Первым в зале появился юноша не старше двадцати, высокий и неуклюжий. По всей видимости, еще не научился владеть своим внезапно выросшим телом. Через локоть перекинут фартук, в другой руке — небольшой ящик. Одежда довольно поношенная, а главное, плохо подобрана: блекло-желтое пальто, яркий пятнистый жилет, пряжки на панталонах почему-то разные. При виде трупа на столе он издал радостный клич.

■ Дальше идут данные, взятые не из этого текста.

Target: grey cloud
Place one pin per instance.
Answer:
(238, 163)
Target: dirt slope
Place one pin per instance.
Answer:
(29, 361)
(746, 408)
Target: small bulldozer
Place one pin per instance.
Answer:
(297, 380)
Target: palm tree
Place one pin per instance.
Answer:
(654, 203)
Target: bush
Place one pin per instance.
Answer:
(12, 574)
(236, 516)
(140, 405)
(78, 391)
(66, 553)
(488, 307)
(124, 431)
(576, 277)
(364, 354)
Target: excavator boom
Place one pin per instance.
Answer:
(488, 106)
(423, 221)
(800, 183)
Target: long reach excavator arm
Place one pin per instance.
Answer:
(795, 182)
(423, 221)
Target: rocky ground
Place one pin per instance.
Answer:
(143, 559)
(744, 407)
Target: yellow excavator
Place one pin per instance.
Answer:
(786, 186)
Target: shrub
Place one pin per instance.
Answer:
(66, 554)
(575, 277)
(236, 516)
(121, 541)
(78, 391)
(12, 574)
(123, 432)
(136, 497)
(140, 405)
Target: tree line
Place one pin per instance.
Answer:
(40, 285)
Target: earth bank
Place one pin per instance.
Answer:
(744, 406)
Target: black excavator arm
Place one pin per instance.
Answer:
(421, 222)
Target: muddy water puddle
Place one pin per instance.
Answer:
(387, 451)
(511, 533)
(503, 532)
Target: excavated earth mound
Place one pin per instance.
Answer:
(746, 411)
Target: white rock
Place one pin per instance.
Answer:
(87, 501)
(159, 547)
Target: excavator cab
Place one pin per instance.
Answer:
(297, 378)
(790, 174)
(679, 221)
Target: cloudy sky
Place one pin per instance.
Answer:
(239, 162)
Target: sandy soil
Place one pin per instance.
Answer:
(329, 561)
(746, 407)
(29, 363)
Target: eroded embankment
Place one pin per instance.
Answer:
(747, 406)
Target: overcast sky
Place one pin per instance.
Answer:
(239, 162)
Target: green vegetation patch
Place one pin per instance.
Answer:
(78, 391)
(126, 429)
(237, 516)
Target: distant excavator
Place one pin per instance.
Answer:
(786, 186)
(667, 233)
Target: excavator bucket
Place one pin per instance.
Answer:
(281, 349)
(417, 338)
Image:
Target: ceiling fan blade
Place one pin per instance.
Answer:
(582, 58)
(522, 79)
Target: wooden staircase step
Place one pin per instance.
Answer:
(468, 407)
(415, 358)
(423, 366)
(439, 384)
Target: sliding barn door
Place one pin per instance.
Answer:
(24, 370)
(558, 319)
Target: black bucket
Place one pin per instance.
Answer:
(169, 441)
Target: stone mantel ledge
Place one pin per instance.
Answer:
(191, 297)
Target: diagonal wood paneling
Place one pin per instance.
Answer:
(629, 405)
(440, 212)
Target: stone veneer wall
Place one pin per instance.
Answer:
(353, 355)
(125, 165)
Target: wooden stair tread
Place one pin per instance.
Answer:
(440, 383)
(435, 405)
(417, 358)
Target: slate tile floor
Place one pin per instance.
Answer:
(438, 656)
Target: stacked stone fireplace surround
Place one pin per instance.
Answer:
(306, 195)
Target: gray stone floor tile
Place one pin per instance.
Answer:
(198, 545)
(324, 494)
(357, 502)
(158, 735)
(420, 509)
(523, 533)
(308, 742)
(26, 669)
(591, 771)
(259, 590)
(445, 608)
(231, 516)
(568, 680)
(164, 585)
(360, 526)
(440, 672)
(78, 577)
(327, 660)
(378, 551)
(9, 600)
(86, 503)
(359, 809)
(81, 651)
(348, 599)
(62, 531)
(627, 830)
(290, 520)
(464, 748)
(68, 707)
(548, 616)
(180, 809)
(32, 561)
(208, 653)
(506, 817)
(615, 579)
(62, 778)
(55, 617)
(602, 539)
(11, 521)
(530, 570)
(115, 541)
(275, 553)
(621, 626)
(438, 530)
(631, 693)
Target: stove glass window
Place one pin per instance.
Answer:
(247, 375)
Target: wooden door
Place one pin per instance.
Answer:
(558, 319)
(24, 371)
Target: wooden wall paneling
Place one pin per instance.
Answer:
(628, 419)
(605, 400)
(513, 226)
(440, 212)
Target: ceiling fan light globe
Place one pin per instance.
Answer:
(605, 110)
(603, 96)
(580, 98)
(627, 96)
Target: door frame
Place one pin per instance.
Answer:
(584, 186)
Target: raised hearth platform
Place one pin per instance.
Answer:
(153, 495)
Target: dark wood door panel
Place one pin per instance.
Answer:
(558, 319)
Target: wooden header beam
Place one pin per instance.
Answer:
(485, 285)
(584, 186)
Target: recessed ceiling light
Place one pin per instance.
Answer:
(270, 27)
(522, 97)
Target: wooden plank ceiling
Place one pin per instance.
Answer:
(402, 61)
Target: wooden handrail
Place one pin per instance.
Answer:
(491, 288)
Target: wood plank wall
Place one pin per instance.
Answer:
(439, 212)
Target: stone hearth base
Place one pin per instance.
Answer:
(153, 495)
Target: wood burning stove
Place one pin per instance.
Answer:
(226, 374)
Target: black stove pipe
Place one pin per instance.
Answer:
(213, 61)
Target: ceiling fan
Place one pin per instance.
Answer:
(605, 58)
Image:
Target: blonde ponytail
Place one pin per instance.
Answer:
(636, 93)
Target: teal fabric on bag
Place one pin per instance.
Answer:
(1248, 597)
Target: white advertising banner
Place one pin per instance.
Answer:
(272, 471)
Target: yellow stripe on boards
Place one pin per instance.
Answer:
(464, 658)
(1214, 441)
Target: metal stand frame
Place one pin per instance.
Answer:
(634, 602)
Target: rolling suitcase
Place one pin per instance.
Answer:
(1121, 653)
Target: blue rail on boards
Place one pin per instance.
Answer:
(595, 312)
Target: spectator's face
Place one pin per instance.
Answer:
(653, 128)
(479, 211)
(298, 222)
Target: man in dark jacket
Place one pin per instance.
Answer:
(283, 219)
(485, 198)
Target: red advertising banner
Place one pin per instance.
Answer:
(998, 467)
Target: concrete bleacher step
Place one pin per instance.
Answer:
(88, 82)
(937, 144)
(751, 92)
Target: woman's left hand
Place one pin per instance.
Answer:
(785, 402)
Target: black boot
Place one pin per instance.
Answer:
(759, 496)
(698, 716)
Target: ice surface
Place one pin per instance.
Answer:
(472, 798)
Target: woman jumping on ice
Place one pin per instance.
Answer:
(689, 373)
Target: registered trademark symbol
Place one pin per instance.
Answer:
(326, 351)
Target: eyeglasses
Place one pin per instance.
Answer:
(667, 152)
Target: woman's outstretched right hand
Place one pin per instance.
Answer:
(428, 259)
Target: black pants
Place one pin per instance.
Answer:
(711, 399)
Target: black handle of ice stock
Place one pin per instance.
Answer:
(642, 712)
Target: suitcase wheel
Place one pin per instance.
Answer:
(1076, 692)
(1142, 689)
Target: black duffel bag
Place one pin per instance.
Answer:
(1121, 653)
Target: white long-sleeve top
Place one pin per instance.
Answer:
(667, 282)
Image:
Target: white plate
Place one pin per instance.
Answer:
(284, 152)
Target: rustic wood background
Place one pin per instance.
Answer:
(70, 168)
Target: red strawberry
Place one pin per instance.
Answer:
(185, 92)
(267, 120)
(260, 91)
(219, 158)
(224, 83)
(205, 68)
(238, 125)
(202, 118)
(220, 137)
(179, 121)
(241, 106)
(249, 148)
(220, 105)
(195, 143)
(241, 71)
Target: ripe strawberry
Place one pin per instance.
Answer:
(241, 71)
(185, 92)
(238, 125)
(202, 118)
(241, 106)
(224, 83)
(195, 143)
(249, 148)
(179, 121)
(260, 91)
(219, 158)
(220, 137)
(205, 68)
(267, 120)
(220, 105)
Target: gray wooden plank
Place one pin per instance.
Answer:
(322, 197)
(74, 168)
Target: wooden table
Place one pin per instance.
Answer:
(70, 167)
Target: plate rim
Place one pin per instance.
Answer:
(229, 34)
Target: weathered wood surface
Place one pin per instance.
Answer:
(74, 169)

— Все так, как вы и сказали, господин Сетон, все так и есть… но я не верю своим глазам! Вы даже не догадываетесь, как трудно приходится нам, студентам-медикусам, найти препараты, на которых мы могли бы совершенствовать наше искусство. Мне кажется, профессора весьма наивны… они полагают, что можно научиться лекарскому искусству на взгляд и на слух! «Слушайте лекции, господа, будьте наблюдательны, господа», — передразнил он. — Бесконечно вам благодарен!

Сетон выслушал его восторженные восклицания, сложив руки за спиной. Он-то как раз был одет так, будто только что покинул бальный зал в другом конце двора. Лицо в колеблющемся свете лампетты напоминало шутовскую маску.

— Нет уж, Нюберг, это я должен вас благодарить. Если я и оказал вам услугу, то вы расплатились более чем щедро. Подумайте: получить возможность послушать вашу лекцию в отсутствие желающей пощекотать нервы черни… Люди приходят па вскрытия вовсе не из-за новых знаний. Исключительно из любопытства… я бы сказал — нездорового любопытства. Очень и очень вам благодарен, — повторил Сетон, немного повернулся, и свет упал так, что Карделю показалось: лицо Сетона рассечено пополам, и каждая половина живет своей жизнью. — Частная лекция… об этом можно только мечтать.